The drive up to Naini Tal is through unbelievable lush vegetation. The hills and stark peaks, near the town, are softened by the fuzz of greenery. The jacarandas are still holding forth bravely and the upper reaches of the sturdy trees flaunt mauve sprays and occasionally, till Jeolikote at least, bougainvillea bushes are lit by scarlet, white and golden blooms. The Mall road in Naini Tal is lined with rain flowers staring dewy-eyed at the glowering sky. The chinaar leaves look pert and fresh.
Mysterious ferns emerge from out of hibernating roots. Plants propagate generously – a cutting can grow into a healthy vigorous plant. The rain washes away the dust and dirt and brings out the sheen in leaves, washes down the walls and the streets till they look immaculately clean. Only we must turn a blind eye to the muck swept down and out by the heavy downpours, when drains are non-existent or blocked.

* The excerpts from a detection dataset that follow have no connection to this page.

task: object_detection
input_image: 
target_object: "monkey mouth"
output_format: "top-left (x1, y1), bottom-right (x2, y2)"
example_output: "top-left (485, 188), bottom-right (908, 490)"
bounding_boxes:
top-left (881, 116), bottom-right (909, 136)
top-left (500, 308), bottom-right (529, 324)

The walls along the way, are covered with velvety moss, wads of which are wedged between bricks on the path making the passage slippery and treacherous.

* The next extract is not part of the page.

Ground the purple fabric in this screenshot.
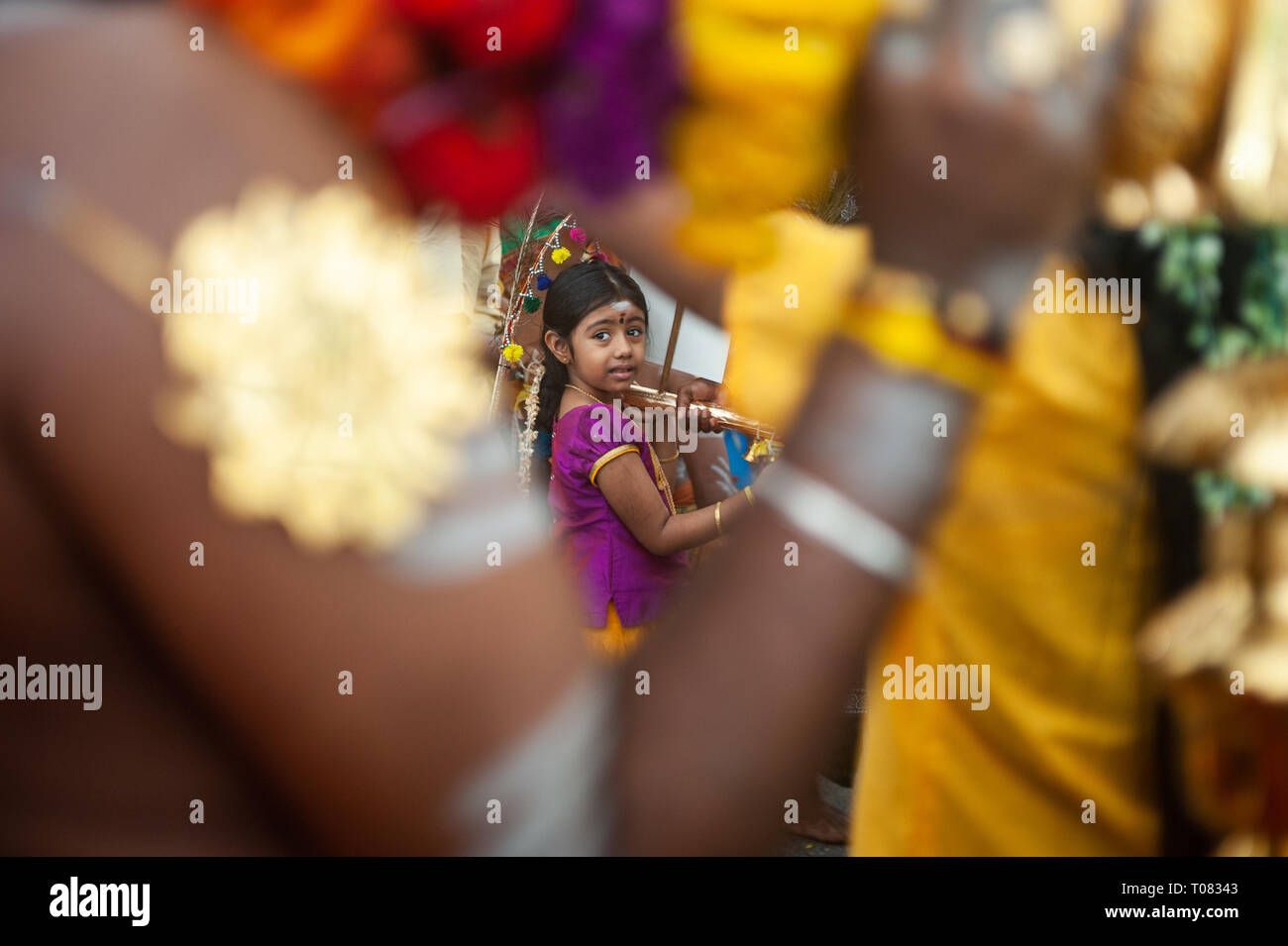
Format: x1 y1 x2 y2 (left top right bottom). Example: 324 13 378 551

There is magic in the monsoon season, a flamboyance and sobriety too. It is reminiscent of childhood when a heavy downpour might have meant a holiday. I still feel exhilarated when the rain drums on the umbrella and the heavy shafts of rain bounce raindrops off the asphalt. But there is the dull ache of old injuries which wells up in joints and limbs.
There are some monsoon days one remembers forever. A family outing to see a movie – which was an occasion then – was once marked by a heavy downpour. We were drenched but unwilling to give up the movie for which the tickets had been bought. The drenched clothes of youngsters were hung on the back of seats. The hall was nearly empty and no one seemed to mind the informality. It isn’t that the present monsoon days are bad but the irretrievable quality of the past lends some an alluring charm.
Today too children step blissfully into puddles and squelch happily through the day in damp shirts and trousers, but rarely do I see them floating paper boats in drains or elsewhere. The fog erupts from distant mysterious crevices and smudges outlines of trees and buildings. It lifts as suddenly and the atmosphere is clear and pure. Right on top of a tree a lone crow caws its unmelodious song while the mynah spreads one damp wing and combs it out. Sparrows fly down, despite the heavy shower, as you open the door to receive their daily allowance of a fistful of rice. They peck the grains off the road in seconds.
Monsoon is flavoured with the sweetness of mangoes, lichees, plums, peaches, apples. The heaped fruits at the green-grocers please the eye and whet the appetite. But monsoon fruits have a sharpness and can be hard on the stomach,
But somewhere in some other part of the country houses are awash, rivers are in spate, roads are not negotiable, there is slush everywhere and overflowing drains spew the dirt, plastic bags on to roads already under water. Life, in brief, is hard.
Monsoon’s symphony has both high and low notes but it is for all to experience every year.